Lines 15 to 19 will fetch all of the posts of any given author, any steemit account as given for this matter.

Line 17 defines which steemit address the script will go to to query such, do rememebr that this address is an api, a gateway of sorts, so that any user from the web can query anything on the STEEMIT blockchain.

Line 19 is the exact python command to fetch the blogs of a user in the form s.get_blogs(). This line simply tells us the account name as given by the first argument, the entry_id being negative 1 means that we start from the very first blog up to the limit of 500 counts.

More on line 19, so if a certain user has more than 500 posts, then we need to execute this line by as much, divisible by 500, so that we can get all posts.

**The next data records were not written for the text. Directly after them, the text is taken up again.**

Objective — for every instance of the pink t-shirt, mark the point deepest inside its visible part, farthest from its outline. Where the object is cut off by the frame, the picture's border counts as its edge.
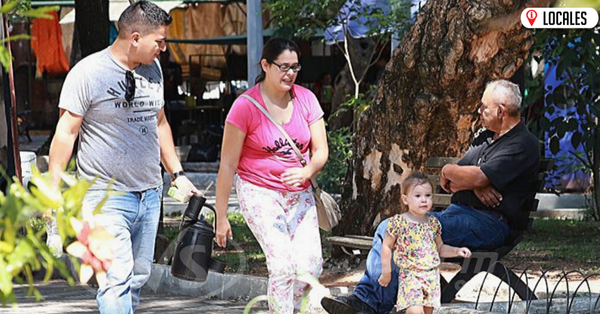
(266, 153)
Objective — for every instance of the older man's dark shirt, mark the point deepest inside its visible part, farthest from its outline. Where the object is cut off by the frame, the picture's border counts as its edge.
(510, 163)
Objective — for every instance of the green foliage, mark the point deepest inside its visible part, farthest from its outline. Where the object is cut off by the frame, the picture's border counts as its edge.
(22, 246)
(303, 18)
(331, 178)
(574, 53)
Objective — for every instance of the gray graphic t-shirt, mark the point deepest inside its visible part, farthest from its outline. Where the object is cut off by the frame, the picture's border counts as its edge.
(117, 140)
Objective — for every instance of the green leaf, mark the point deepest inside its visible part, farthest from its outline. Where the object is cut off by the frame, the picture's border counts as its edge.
(5, 58)
(8, 7)
(5, 278)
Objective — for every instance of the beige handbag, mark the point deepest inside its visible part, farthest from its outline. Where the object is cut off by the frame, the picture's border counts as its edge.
(328, 211)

It is worth noting that the main purpose of line 19 is not really the full blogs as we intend to get it another way (by crawling), its main purpose is only to get the full list of the upvoters because the STEEMIT website for any blog is only limited to 20 upvoters.

What if the upvoters are more than 20? So we deploy the steem module here, not the crawling modules which will be explained in later posts.

One way I can describe python really is a chef that do multiple tasks at a time.

Can you imagine working alone for a task that needs, say, 5 workers?